まもなく、ほたるの舞う季節ですね。私の住む紀の川市には、細野、鞆渕、貴志川町、江川中、野田原と5つの観賞スポットがあります。場所によって観賞できる時期は違いますが、どこも人工的な明かりが少なく、きれいな水辺が特徴です。

 これまで旧貴志川町と紀の川市で合わせて4回、「ほたるサミット」が開催されました。「ふるさといきものの里100選」に選ばれた市町のうち、日本一のほたるの里を目指す全国の6市町が持ち回りで開き、ほたるの保護や環境を守る活動を通した活力あるふるさとづくりの取り組みを発信する催しです。ほたるは自然環境の美しさのバロメーター。大切に守り、育てていきたいですよね。
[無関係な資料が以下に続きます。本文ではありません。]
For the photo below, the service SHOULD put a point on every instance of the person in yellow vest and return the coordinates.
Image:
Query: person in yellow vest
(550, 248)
 2011年に紀の川市で開かれたこのサミットのために作られた歌が『初恋のほたる灯』です。レセプションで披露しました。淡く切ない初恋、ふるさとや仲間とのきずな、ほたるが乱舞する背景を描いたロマンティックな歌です。「ほたるの『ほ』は、ほがらかに生きることと言っていた」と歌い出し、「ほたるの『ほ』は、本当の生き方を探すことよ」とつながっていきます。言葉遊びの後は、「変わらないせせらぎの音、淡く光るほたる」と、自然を大切にする気持ちと生きる楽しみを、私の初恋にのせて紡ぎます。
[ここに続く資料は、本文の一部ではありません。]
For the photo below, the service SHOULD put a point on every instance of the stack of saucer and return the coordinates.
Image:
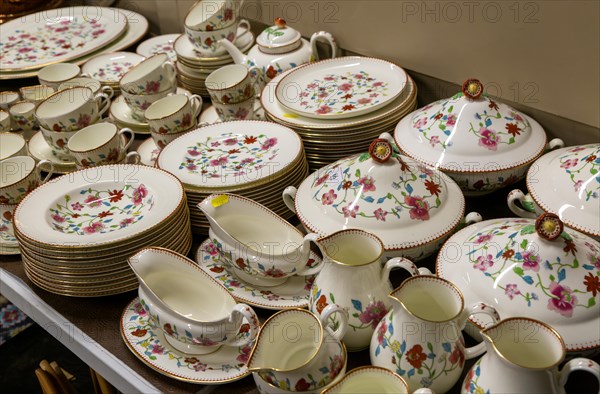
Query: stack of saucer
(254, 159)
(193, 67)
(309, 100)
(76, 232)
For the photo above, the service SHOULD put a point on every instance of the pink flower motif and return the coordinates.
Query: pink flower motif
(511, 291)
(420, 207)
(484, 262)
(368, 184)
(563, 301)
(489, 139)
(328, 198)
(421, 123)
(324, 109)
(569, 163)
(380, 214)
(221, 161)
(350, 211)
(269, 143)
(139, 194)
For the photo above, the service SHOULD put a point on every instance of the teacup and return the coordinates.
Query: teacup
(71, 109)
(211, 15)
(88, 82)
(139, 103)
(55, 74)
(174, 113)
(238, 111)
(8, 98)
(12, 144)
(23, 115)
(4, 120)
(232, 84)
(151, 76)
(99, 144)
(37, 93)
(19, 175)
(206, 42)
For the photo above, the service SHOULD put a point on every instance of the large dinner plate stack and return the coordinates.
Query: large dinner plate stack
(254, 159)
(193, 67)
(339, 106)
(77, 231)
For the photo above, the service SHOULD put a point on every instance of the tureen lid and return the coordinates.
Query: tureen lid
(529, 267)
(470, 132)
(567, 182)
(403, 202)
(279, 38)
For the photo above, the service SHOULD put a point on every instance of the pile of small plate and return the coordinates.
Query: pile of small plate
(77, 231)
(254, 159)
(75, 35)
(339, 106)
(193, 67)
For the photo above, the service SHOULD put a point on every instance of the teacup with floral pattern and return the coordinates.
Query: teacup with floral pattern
(99, 144)
(174, 113)
(19, 175)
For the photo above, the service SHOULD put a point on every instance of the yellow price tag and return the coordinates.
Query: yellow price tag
(220, 200)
 鞆渕は、高校時代の甘い初恋の記憶が残る歌の舞台です。ふたりで訪れ、ふと周りを見渡すと、川辺にほたるがあっちにもこっちにも…。とてもロマンチックでした。また旧桃山町の細野渓流キャンプ場で6月に行われていた「細野渓流ほたる祭」では毎年、ステージで歌わせていただきました。乱舞するほたると私の歌声が山間に響く様が素敵だと評判です。

 残念なことに、新型コロナウイルス感染拡大防止のため、今年も祭は開催されませんが、ほたるは変わらず飛ぶでしょう。ふるさと癒やし歌『初恋のほたる灯』のメロディーを聴いて、ほたるの飛ぶ様子に思いをはせてみてくださいませ。